İlk albüm parçası "Circus Love" eşliğinde çıktı sahneye Elif Çağlar. Serkan Özyılmaz'ın piyanoda, Kağan Yıldız'ın bassta ve Onur Alatan'ın davulda eşlik ettiği bir grupla birlikteydi. Hem albümünden parçalarla, hem de sesine de çok yakışan çeşitli yorumlarla renklendirdi gecemizi. "Killing Me Softly" yorumu yine harikaydı. En eski ve en sevilen jazz parçalarından biri olan "Cry Me a River" hakkında biraz konuştu, internette sözlerini aratmak için baktığında Justin Timberlake'in aynı isimli daha yeni şarkısının çıktığından yakındı. 1950'lerde bestelenmiş "Cry me a River" ı çok güzel söyledi. Şarkının sonunda bitirirmiş gibi bir hamleyle Justin Timberlake'in "Cry me a River" şarkısına geçişi de baya iyiydi. Aynı şekilde yakın zamanın hit yıldızlarından Amy Winehouse'un şarkısı "Tears Dry on Their Own" u, şarkının arka planını da anlatarak söyledi (şarkı 1967'de yazılmış "Ain't no Mountain High Enough" un müziği kullanılarak bestelenmiş). Şarkısı esnasında Amy Winehouse'a ve "Ain't no Mountain High Enough" şarkısını kendi yorumuyla baya üst bir noktaya taşıyan Nickolas Ashford'a bir saygı duruşunda bulundu.
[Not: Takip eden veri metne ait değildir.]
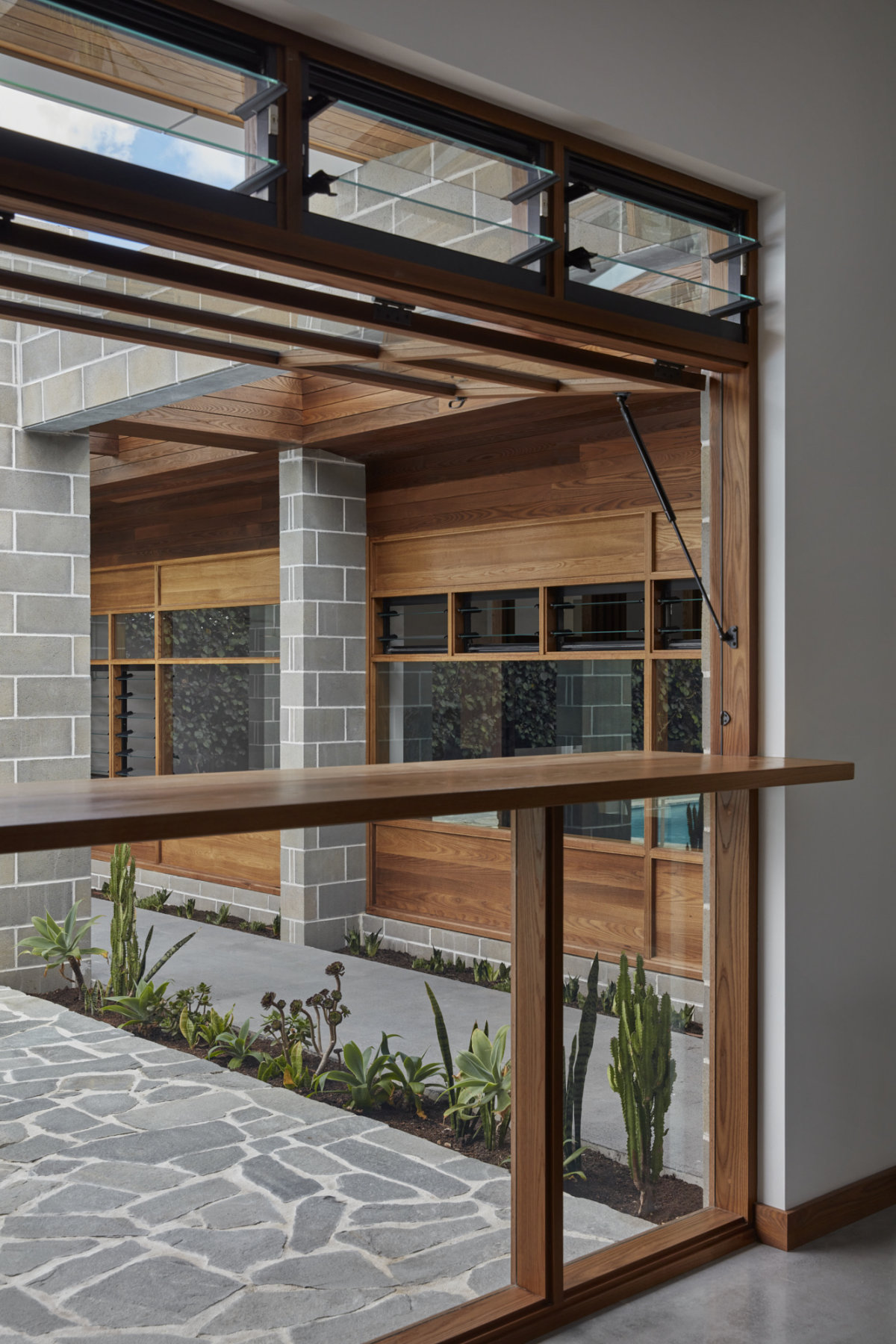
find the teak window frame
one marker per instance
(546, 1296)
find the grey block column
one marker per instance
(323, 682)
(45, 653)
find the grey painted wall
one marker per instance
(323, 682)
(45, 652)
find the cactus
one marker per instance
(124, 957)
(642, 1074)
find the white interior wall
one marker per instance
(793, 101)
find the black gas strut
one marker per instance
(729, 636)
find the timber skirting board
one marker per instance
(786, 1229)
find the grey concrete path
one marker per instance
(240, 967)
(840, 1289)
(151, 1196)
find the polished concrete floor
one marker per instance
(840, 1289)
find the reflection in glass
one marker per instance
(101, 87)
(100, 722)
(388, 174)
(222, 717)
(462, 712)
(680, 705)
(230, 632)
(648, 253)
(679, 615)
(134, 725)
(99, 636)
(136, 635)
(600, 616)
(499, 620)
(413, 625)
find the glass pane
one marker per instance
(222, 717)
(458, 712)
(99, 636)
(413, 625)
(134, 721)
(679, 615)
(680, 705)
(649, 253)
(136, 636)
(602, 616)
(100, 722)
(680, 823)
(402, 179)
(499, 620)
(97, 85)
(637, 1164)
(228, 632)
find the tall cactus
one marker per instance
(578, 1070)
(124, 956)
(642, 1074)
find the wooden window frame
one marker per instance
(546, 1296)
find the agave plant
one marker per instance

Sohbetiyle, şarkılarıyla, en az kendi şarkıları kadar güzel yorumladığı şarkılarla, sempatik tavırlarıyla, birlikte çaldığı müzisyenlerin başarılı sololarıyla harika bir konser dinletti bize Elif Çağlar. Aynı zamanda 2 hafta sonra tekrar Ankara'ya konsere geleceğinin müjdesini de verdi (Four in the Pocket'ın 16 aralık pazar günü Passage'daki konseri).